Safia singles chronology
| "Embracing Me" (2015) | "Make Them Wheels Roll" (2016) | "Over You" (2016) |

Music video
- "Make Them Wheels Roll" on YouTube

= Make Them Wheels Roll =

"Make Them Wheels Roll" is a song by Australian electronic music group Safia. It was released as the second single from their debut studio album, Internal (2016).

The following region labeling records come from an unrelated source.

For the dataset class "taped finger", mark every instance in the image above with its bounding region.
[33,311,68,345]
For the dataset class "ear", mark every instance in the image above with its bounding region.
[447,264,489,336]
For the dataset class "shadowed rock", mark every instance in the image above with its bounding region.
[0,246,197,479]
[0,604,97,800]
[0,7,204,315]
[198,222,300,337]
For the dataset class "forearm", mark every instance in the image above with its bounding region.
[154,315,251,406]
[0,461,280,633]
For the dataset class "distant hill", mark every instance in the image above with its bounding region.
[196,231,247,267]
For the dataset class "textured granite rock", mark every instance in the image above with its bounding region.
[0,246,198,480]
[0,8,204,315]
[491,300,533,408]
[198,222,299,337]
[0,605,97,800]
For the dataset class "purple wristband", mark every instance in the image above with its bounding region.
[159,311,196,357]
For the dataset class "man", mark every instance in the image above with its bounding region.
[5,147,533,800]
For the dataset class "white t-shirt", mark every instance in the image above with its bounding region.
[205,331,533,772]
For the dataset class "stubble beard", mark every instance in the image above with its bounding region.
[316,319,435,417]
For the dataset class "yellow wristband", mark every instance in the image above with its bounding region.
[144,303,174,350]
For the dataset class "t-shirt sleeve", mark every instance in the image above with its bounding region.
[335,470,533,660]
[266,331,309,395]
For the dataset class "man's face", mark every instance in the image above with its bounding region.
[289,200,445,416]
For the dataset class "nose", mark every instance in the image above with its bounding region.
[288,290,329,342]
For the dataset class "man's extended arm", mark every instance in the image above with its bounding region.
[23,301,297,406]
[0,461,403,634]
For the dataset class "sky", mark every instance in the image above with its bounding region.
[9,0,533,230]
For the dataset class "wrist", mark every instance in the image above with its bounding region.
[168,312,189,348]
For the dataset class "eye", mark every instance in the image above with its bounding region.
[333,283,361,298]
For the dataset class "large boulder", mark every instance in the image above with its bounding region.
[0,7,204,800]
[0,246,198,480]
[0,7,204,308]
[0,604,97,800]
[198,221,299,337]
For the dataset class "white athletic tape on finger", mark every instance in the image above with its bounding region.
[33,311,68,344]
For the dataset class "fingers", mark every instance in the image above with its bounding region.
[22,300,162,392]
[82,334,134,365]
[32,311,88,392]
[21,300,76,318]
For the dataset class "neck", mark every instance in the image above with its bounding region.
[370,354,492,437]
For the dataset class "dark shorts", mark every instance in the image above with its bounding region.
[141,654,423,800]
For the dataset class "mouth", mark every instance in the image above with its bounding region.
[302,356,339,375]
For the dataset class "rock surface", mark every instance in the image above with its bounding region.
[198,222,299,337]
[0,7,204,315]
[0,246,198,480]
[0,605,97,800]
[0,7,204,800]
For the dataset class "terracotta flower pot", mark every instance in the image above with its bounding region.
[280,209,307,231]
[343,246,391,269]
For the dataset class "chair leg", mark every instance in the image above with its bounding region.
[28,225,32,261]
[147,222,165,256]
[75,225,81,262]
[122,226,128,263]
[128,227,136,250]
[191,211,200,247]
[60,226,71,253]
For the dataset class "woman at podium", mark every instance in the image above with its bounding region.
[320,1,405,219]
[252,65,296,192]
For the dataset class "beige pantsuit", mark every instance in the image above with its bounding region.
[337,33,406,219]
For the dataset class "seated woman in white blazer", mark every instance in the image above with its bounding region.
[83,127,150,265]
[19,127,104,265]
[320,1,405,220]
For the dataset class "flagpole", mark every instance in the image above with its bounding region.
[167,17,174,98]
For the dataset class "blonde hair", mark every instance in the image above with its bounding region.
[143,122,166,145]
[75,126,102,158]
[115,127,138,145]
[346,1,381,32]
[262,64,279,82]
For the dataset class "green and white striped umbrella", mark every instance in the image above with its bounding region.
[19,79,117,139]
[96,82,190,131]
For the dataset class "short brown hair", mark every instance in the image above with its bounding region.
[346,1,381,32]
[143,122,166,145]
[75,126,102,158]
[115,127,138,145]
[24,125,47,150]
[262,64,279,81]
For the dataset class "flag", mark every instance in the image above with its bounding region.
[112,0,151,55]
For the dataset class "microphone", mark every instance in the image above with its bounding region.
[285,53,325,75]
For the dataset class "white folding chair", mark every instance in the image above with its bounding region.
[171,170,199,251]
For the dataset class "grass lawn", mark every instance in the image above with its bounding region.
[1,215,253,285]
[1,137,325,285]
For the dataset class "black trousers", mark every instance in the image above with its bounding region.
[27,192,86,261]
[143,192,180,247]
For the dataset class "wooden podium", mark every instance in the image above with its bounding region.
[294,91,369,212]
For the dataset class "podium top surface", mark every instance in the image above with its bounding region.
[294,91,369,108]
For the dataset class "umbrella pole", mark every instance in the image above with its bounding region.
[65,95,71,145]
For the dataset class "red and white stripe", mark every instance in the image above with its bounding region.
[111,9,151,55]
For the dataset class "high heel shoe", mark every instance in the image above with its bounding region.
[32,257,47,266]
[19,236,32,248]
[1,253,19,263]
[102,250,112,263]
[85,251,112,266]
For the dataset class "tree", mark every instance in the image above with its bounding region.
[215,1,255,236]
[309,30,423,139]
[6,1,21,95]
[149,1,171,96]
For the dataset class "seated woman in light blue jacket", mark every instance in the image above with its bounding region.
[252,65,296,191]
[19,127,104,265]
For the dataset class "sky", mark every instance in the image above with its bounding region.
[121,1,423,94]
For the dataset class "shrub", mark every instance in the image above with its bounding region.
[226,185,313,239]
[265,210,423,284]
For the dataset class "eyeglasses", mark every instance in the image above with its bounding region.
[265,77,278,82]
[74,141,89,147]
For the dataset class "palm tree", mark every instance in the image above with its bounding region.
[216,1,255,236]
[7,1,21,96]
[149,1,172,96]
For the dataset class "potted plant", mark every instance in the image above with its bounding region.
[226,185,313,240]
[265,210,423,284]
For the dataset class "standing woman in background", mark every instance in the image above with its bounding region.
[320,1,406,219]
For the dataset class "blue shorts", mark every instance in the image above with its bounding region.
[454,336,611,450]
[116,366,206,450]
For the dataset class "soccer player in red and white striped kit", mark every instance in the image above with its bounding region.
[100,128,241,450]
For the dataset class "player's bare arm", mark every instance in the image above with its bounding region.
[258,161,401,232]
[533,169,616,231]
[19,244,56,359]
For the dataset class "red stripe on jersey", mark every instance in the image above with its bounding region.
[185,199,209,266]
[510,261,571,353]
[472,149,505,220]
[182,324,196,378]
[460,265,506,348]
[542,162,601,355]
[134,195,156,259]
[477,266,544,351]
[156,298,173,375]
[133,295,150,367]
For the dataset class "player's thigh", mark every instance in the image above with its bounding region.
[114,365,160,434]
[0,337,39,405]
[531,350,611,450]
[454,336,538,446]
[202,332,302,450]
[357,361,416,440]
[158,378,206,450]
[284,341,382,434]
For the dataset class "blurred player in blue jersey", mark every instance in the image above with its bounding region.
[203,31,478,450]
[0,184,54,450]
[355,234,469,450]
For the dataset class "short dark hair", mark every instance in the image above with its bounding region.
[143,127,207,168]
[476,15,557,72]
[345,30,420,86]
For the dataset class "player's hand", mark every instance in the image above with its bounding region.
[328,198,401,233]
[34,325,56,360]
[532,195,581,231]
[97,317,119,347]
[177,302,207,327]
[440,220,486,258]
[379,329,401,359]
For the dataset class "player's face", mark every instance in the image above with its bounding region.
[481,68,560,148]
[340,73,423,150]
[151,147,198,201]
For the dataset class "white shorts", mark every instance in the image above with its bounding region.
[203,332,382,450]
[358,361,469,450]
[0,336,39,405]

The song premiered on Triple J on 4 March 2016. Ben Woolner said the song is about "How you're encouraged to be part of society to keep things going." He added, "it's definitely up there with one of the favourite tracks we've done." The song was released on 4 March 2016, ahead of being incorporated into the official soundtrack album for MTV's Scream Season 2, appearing throughout the season, and re-released with Scream: Music from Season Two on 26 July 2016, under Island Records.

==Music video==
The music video for "Make Them Wheels Roll" was released on YouTube on 19 April 2016. It was directed by Jimmy Ennett.

==Critical reception==
Zanda Wilson from Music Feeds said; "'Make Them Wheels Roll' is everything you’ve come to expect and love from Ben and the boys; just the right amount of catchy pop, mixed in with effortless amounts of funk and sinfully delicious soul."

==Charts==
In Australia, "Make Them Wheels Roll" debuted at number 77 on the ARIA singles chart for the week commencing 14 March 2016, later peaking at number 45 and becoming the band's first top 50 song as a solo act. The song also debuted at number 13 on ARIA Australian Artist chart.

===Weekly charts===

| Chart (2016) | Peak position |
|---|---|
| Australia (ARIA) | 45 |

==Certifications==

| Region | Certification | Certified units/sales |
| Australia (ARIA) | Gold | 35,000^{‡} |
| New Zealand (RMNZ) | Gold | 15,000^{‡} |
^{‡} Sales+streaming figures based on certification alone.